Miller sees Paris as totally freeing because there you are not immediately looked down upon for not being successful (as opposed to in America).  Miller praises Paris, writing, “When spring comes to Paris the humblest mortal alive must feel that he dwells in paradise… A man does not need to be rich, nor even a citizen, to feel this way about Paris…” (ToC 78). Almost immediately thereafter Miller condemns his own native city, saying, “New York makes even a rich man feel his unimportance” (ToC 78).  In Paris, there is no expectation that every individual must be great; in fact, it is a rarity in Miller’s view when someone is actually of note.  In Paris, even during the depression, you can simply exist without being subjected to the judging eye of society.  Miller later solidifies this opinion saying, “Here [in Paris] every man is potentially a zero.  If you become something or somebody it is an accident, a miracle… but it’s just because the chances are all against you, just because there is so little hope, that life is sweet over here” (ToC 147).  Life is sweet because you can work without pressure to succeed.  You are free to fail in Paris.  There is no guarantee that anyone will help you if you do fail, but no one will judge you for failing either.  The artist can afford to struggle without feeling constant shame and disapproval.

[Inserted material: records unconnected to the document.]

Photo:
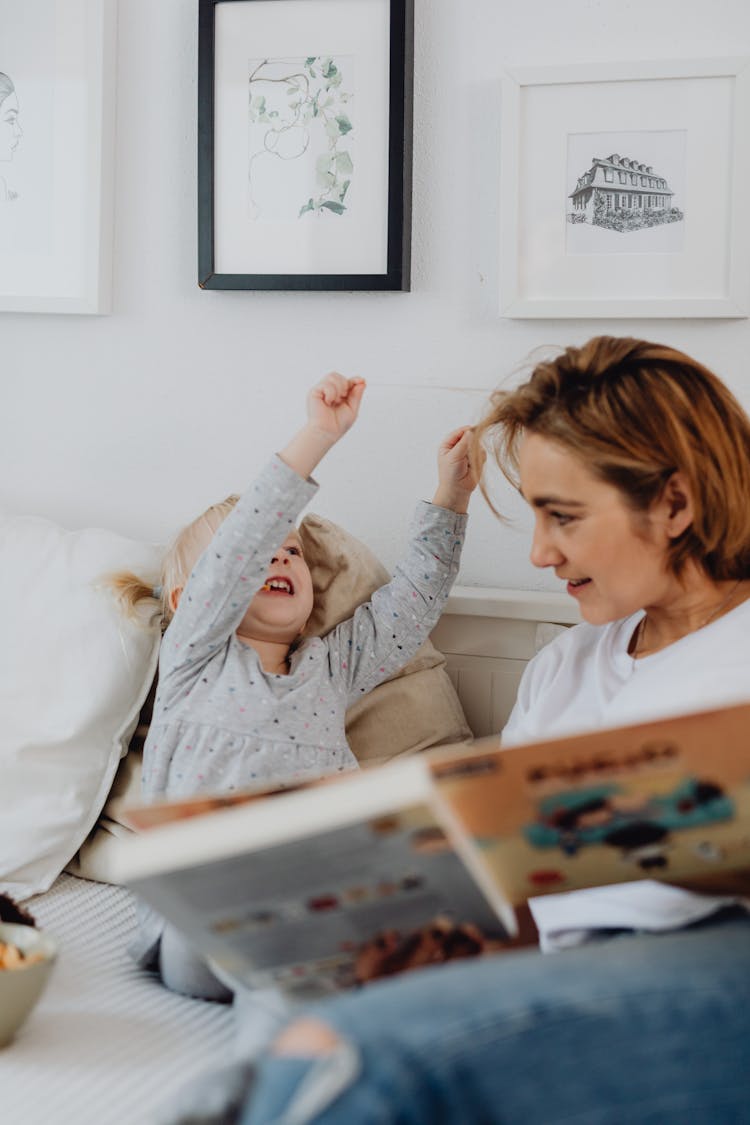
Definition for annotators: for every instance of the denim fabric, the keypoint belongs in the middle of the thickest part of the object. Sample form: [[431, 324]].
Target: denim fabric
[[634, 1031]]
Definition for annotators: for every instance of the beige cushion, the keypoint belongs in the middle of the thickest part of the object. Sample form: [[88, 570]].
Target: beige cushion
[[414, 710], [418, 707]]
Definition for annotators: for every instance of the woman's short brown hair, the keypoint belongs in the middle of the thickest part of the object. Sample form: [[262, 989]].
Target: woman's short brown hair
[[634, 413]]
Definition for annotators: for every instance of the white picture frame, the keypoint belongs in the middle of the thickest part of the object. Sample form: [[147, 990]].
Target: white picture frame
[[689, 116], [56, 161]]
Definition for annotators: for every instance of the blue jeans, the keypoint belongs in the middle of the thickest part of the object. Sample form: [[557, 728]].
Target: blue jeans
[[630, 1031]]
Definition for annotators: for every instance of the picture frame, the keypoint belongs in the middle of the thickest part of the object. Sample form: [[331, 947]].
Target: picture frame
[[56, 155], [622, 190], [305, 144]]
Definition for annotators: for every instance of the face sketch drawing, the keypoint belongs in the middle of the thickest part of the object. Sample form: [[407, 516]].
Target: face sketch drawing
[[10, 131]]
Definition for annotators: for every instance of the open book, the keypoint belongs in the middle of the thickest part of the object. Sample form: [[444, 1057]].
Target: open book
[[285, 887]]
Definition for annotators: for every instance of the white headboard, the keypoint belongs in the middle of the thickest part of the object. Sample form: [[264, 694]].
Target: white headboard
[[488, 636]]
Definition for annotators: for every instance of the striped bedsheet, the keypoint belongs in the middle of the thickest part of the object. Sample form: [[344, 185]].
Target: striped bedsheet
[[107, 1044]]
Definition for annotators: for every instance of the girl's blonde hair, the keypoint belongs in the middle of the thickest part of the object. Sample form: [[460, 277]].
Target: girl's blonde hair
[[139, 599], [634, 413]]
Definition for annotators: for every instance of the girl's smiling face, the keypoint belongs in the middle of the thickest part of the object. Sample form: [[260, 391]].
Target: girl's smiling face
[[613, 558], [10, 131]]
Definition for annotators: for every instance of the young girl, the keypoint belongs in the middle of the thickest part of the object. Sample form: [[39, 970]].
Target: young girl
[[243, 696]]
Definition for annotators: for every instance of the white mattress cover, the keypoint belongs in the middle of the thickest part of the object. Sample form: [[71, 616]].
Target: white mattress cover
[[107, 1043]]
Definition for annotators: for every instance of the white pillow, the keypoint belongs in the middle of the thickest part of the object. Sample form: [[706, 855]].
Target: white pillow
[[73, 675]]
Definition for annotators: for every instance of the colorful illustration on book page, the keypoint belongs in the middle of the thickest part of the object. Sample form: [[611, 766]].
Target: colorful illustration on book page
[[298, 914], [668, 801]]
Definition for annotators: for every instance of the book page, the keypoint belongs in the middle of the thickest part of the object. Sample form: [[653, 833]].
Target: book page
[[296, 915], [668, 800]]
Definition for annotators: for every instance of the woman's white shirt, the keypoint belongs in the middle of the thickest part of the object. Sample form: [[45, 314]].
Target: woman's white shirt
[[585, 680]]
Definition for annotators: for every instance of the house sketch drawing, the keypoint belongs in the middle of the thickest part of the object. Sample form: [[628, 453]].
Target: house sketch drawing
[[621, 194]]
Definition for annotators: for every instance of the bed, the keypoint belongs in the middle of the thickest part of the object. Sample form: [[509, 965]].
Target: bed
[[107, 1043]]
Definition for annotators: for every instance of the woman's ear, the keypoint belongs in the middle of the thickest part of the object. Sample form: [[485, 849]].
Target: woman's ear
[[675, 505]]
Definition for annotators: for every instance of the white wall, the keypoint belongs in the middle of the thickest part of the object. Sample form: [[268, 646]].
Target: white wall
[[138, 420]]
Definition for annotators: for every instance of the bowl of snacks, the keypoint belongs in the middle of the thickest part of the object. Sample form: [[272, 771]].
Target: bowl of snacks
[[27, 956]]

But even though Miller sees Paris as the ultimate place of freedom for art, he does not believe that artists should identify the city, or any other city as their home.  Miller chooses to be an exile from all nations, an exile living in what is to him the freest city on earth.  He says, “I’m not an American any more, nor a New Yorker, and even less a European, or a Parisian.  I haven’t any allegiance, any responsibilities, any hatreds, any worries, any prejudices, any passion.  I’m neither for nor against.  I’m neutral” (ToC 149).  Miller goes a step further than Malcolm Cowley’s or Gertrude Stein’s definitions of American expatriatism, wherein the American artist sees their homeland from a new perspective and then identifies with it.  Miller encounters his American origins, draws from them as well as from his new residence, and tries to leave them both in the background.  He is more than an American and in his own words perhaps more than simply human.  In one of the novel’s most surreal moments, amidst images of “grinning, leering, skulking skulls” and “serpents issuing from the rotted tongue…of ecstasy” Miller, in a moment of clarity, seems to perceive the true place of the artist in this modern world.  Miller says, “Once I thought that to be human was the highest aim a man could have, but I see now that it was meant to destroy me.  To-day I am proud to say that I am inhuman, that I belong not to men and governments, that I have nothing to do with creeds and principles.  I have nothing to do with the creaking machinery of humanity – I belong to the earth!” (ToC 233)  Henry Miller sees himself as totally and completely separate from the associations that make a man human.  He ceases to be a normal man, and sees himself instead as an artist, and in his mind, artists must be lonely, isolated and come from nowhere at all.  The sentiment, along with the imagery of this section, identifies Miller as the literary equivalent to surreal, modern painters like Salvador Dali.  Miller establishes himself, and the modern artist, as a true expatriate, an exile from anywhere and everywhere, even from the freedom of Paris.

Works Cited

DeSalvo, Louise. “Introduction” to Tropic of Cancer. New York: New American Library, 1995,  vii-xvii.

Kennedy, J. Gerald. “The Secret Paris of Henry Miller.” Imagining Paris: Exile, Writing, and American Identity. New Haven: Yale University Press, 1993.

Miller, Henry. Tropic of Cancer. New York: New American Library, 1995 [1934].